The lack of parking spaces suitable for trucks has reached a critical point, and the driver is not the only one affected by the shortage. That hour of searching should be an hour of productive driving — especially important when carriers are also adjusting business expectations due to the ongoing driver shortage.

The truck parking shortage came in at No. 5 in ATRI’s 2015 survey of the Top Trucking Industry Issues. The three top solutions among survey respondents were:

Support and encourage investment in new truck parking facilities.
This most common sense answer — create more parking to meet the demand — was listed by nearly two-thirds of survey respondents.

Educate the public sector on the safety consequences resulting from closing public parking facilities.
One obstacle to creating more parking comes from local resistance to the idea. Usually people are concerned that having trucks nearby will lead to crime, noise or air pollution. Allaying those fears and explaining the need for parking to ensure safer roads has been effective in many cases.

Research the role and value of real-time parking information availability and truck parking reservation systems.
Though only a small percentage of survey respondents saw this as a solution to the parking problem, it is one that can be implemented immediately and used while the bigger issue gets addressed. A number of state DOTs are trying real-time parking availability signs on their highways, and there are a number of apps available that guide drivers to available parking.

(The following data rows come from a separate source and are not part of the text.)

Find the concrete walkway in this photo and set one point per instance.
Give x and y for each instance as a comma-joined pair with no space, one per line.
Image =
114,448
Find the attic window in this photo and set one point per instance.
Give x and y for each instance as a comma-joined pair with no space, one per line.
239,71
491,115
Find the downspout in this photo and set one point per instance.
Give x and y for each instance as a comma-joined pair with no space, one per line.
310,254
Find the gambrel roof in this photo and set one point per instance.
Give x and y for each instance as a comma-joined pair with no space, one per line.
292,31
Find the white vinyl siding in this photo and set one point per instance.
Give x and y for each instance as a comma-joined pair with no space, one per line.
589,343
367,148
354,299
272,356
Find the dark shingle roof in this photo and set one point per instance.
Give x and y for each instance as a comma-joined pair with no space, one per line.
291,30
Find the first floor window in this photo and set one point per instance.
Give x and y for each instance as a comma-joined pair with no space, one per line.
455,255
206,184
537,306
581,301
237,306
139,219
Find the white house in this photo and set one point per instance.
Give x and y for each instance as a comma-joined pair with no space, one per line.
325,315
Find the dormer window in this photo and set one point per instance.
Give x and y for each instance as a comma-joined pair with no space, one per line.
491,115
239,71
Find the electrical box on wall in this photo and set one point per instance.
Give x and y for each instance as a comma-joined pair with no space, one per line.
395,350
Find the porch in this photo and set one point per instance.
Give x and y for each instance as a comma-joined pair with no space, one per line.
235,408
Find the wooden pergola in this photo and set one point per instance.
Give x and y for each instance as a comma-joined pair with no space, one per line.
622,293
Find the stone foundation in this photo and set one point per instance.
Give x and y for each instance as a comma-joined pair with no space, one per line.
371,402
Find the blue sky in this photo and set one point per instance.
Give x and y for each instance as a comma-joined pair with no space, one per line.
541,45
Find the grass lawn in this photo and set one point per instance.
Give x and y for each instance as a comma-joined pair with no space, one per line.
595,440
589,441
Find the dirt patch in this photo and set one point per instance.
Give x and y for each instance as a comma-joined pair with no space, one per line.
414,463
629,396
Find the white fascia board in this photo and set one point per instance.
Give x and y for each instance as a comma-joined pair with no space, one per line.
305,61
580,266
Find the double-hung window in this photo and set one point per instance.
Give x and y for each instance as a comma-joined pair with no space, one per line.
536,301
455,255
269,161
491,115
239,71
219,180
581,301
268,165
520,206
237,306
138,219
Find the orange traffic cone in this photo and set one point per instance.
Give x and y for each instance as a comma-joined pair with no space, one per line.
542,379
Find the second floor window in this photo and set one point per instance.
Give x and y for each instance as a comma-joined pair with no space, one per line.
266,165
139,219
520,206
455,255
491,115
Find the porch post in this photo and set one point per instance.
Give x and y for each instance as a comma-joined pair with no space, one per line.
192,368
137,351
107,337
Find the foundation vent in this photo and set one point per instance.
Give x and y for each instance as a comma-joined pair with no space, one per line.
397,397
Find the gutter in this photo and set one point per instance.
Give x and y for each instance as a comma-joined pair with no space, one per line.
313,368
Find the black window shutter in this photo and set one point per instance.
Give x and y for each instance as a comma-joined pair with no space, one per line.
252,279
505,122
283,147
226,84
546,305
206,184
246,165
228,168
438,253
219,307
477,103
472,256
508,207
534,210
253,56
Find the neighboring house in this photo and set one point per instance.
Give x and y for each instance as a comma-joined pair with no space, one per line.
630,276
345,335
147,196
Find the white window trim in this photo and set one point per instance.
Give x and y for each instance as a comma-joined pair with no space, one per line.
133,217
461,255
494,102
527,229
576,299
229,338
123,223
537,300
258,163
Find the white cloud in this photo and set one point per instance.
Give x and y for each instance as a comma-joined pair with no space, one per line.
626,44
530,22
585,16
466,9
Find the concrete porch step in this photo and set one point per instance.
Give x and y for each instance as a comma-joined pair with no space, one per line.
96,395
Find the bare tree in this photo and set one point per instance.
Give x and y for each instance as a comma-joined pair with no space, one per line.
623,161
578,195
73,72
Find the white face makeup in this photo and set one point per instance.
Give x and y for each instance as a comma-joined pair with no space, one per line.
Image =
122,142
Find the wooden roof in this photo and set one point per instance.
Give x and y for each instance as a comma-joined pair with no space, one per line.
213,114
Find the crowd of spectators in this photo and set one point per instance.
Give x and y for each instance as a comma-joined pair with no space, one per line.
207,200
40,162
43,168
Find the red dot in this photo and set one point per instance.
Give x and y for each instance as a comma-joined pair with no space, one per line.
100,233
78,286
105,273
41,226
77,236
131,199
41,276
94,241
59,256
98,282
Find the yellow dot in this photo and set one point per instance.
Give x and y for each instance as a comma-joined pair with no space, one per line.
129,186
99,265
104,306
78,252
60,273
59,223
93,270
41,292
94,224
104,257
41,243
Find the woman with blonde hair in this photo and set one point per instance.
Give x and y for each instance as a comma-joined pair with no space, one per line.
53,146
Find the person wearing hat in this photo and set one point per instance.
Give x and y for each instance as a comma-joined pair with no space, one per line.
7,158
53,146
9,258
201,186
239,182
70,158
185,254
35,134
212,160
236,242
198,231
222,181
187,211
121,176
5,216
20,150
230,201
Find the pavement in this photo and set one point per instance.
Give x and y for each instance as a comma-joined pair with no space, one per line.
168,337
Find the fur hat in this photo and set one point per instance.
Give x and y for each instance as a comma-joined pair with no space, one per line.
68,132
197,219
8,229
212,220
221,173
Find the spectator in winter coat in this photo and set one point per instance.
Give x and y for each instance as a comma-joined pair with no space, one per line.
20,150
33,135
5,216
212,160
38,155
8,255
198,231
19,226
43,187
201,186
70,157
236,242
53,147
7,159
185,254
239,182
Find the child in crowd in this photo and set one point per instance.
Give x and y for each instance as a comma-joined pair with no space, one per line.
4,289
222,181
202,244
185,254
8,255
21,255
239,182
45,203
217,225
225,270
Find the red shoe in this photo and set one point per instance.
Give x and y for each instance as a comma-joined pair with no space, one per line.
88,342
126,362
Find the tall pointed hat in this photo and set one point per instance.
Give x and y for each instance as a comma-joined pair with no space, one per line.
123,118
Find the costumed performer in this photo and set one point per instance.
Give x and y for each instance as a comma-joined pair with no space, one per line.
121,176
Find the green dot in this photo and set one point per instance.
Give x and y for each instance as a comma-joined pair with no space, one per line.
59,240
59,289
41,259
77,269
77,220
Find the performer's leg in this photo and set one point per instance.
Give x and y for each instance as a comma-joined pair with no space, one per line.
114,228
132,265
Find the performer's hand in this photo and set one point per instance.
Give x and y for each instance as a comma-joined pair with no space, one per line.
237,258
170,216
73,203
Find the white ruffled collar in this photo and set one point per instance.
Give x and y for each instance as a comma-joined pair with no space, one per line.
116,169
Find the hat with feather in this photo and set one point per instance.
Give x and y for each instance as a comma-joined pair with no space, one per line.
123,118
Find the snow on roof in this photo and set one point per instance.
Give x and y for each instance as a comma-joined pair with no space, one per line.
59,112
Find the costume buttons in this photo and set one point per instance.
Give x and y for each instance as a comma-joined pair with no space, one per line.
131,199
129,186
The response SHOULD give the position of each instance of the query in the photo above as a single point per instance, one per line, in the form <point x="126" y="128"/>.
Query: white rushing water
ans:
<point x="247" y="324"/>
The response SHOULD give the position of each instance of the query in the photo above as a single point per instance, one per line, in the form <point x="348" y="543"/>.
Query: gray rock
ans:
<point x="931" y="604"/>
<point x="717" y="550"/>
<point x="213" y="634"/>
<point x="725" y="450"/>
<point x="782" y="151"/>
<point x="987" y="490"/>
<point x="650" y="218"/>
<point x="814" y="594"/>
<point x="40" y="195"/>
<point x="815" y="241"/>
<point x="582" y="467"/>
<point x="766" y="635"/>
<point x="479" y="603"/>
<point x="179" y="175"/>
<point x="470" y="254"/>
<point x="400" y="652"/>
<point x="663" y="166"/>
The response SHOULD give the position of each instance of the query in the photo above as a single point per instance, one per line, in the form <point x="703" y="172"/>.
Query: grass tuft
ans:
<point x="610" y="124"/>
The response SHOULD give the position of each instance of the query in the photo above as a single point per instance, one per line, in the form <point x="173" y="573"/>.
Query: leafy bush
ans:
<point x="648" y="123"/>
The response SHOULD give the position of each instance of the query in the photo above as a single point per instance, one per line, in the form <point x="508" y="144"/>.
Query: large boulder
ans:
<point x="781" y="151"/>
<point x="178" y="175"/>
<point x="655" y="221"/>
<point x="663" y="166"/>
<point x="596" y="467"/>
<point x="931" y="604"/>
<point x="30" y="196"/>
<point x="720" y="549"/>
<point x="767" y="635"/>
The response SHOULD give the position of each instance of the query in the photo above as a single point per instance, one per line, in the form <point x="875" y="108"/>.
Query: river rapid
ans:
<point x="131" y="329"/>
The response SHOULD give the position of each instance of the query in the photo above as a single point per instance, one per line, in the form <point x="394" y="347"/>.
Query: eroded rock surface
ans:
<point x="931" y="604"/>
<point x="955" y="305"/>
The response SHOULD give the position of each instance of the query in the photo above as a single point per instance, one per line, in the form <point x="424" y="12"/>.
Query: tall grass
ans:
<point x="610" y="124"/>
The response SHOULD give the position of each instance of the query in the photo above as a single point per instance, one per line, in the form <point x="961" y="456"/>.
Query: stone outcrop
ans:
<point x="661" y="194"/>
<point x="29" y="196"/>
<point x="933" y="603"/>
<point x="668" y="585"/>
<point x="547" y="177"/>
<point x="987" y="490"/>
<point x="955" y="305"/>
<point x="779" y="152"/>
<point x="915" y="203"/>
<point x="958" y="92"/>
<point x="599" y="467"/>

Other immediate strategies for drivers:

Reserve a spot
Truck stop chains offer reserved parking, usually for a fee. Some drivers embrace the idea, while others have a strong negative reaction to paid parking. If they do use paid parking, another ATRI survey showed that most drivers feel that the carrier should absorb the cost.

Park early
A busy truck stop will start filling up in the early evening. Planning a day that starts earlier in the morning to get to a resting place earlier in the evening increases the chances of getting a parking spot.

Time/route management
Today’s telematics can help keep drivers away from traffic jams that will throw off their driving schedule and leave them out of hours without a plan for parking.